Year
2009
Abstract
Cadmium is increasingly difficult to use in safeguards applications because of rising cost and increased health and safety regulations. This work examines the properties of two materials produces by Ceradyne, Inc. [1] that present alternatives to cadmium for neutron shielding. The first is aluminum boron allow and the second is boron carbide power, compressed into a ceramic. Both are enriched in the 10B isotope. Two sheets of aluminum boron allow (1.1mm and 5.2mm thick) and one sheet of boron carbide (8.5mm thick) wer provided by Ceradyne for evaluation. An experiment was designed to test the neutron-absorption capabilities of thses three sheets against atwo different thicknesses of cadmium (.6mm and 1.6mm). The thinner sheet of aluminum boron alloy performed as well as the cadmium sheets at absorbing neutrons.

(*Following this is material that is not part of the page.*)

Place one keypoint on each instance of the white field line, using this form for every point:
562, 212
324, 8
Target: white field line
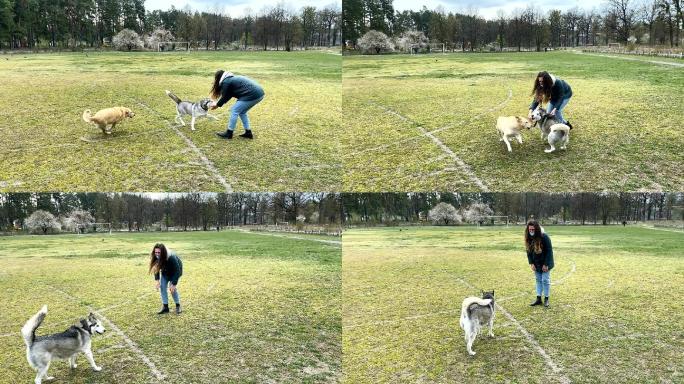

The thicker alminum boron plate provided more shielding than the cadmium sheets and the boron carbide performed best by a relativly large margin. Monte Carlo N-Particle eXtended (MCNPX) [2] transport code modeling of the experiment was performed to provide validated computational tools for predicting the behavior of systems in which these materials may be incorporated as alternatives to cadmium. MCNPX calculations predict that approzimately 0.17 mm thickness of the boron carbide is equivalent to .6 mm thickness of cadmium. Notably, they are not malleable, requiring machining to fit any curved forms and the aluminum boron alloy nees to be thicker than cadmium to provide the same neutron absorbing capabilities.